Des scientifiques de l’Université d’Utrecht, sous la direction de Hanna Schleihauf, ont mis en place des protocoles expérimentaux rigoureux sur des chimpanzés vivant dans le sanctuaire de l’île de Ngamba, en Ouganda. L’objectif était d’observer leur comportement face à des situations où les informations disponibles pouvaient être trompeuses ou évolutives. Les travaux, publiés dans la revue Science, apportent un éclairage nouveau sur l’intelligence des grands singes.
L’étude a consisté à présenter aux chimpanzés deux boîtes, l’une contenant une récompense alimentaire. Des indices étaient disséminés pour orienter leur choix.
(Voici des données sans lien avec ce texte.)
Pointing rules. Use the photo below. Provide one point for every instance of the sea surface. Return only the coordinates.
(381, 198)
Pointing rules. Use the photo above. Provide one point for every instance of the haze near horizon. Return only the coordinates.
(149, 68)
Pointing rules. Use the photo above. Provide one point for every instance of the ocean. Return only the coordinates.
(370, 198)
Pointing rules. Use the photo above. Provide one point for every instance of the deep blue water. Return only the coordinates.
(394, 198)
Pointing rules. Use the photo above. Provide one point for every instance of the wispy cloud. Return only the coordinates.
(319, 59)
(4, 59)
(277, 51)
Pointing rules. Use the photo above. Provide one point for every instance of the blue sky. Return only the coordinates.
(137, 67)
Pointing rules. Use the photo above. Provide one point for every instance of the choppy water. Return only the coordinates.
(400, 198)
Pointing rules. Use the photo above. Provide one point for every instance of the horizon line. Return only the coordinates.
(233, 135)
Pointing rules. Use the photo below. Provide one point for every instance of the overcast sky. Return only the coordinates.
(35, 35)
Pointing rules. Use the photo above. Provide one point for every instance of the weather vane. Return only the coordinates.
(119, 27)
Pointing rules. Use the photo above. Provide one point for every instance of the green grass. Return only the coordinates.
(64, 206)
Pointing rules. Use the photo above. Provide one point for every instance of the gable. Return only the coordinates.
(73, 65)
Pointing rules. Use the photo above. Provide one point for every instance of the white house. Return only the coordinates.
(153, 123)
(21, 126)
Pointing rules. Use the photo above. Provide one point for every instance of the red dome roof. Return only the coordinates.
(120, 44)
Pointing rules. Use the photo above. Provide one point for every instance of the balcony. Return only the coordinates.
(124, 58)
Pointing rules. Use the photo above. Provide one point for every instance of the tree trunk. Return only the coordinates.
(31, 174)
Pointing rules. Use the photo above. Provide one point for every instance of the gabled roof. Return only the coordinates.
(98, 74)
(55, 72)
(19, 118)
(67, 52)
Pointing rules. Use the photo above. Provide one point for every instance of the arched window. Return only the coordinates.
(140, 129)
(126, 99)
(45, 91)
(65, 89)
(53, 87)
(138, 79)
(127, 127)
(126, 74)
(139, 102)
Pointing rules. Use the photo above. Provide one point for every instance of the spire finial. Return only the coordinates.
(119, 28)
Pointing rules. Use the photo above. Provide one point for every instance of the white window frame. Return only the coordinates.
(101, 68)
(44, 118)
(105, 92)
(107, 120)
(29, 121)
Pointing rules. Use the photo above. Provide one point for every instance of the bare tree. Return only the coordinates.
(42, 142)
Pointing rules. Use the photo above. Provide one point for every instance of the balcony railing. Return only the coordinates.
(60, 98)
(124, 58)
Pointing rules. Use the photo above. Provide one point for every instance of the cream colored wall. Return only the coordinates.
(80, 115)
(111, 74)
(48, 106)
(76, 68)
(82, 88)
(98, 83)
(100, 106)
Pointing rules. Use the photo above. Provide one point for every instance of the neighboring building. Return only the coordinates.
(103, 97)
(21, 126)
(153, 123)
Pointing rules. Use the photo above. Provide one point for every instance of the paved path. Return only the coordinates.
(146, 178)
Par la suite, les chercheurs ont inversé la position des boîtes et ont modifié les indices, fournissant cette fois des indications plus fortes pointant vers la nouvelle position de la nourriture. Cette méthodologie visait à s’assurer que les singes ne se contentaient pas de suivre une simple préférence ou le dernier indice reçu, mais qu’ils étaient capables de pondérer la validité des informations.
Les expériences ont varié dans la nature des preuves offertes aux animaux. Dans certains cas, les chimpanzés pouvaient voir ou entendre la nourriture, constituant ainsi la preuve la plus tangible. Dans d’autres, les indices étaient moins directs, comme la présence de restes de nourriture à proximité d’une boîte, représentant une indication plus faible. Les résultats sont significatifs : dans la majorité des cas, les chimpanzés ont pris des décisions basées sur une évaluation rationnelle des informations disponibles, démontrant une capacité de réajustement de leur comportement face à de nouvelles données. Emily Sanford, biologiste à l’Université de Californie à Berkeley ayant participé à l’étude, a précisé :
« Nous avons enregistré leur premier choix, puis leur deuxième, et comparé s’ils avaient changé d’avis. »
Emily Sanford, biologiste
Ces observations remettent en question les frontières cognitives établies entre les humains et d’autres espèces intelligentes, ouvrant la voie à une meilleure compréhension des mécanismes de la pensée rationnelle et de son évolution.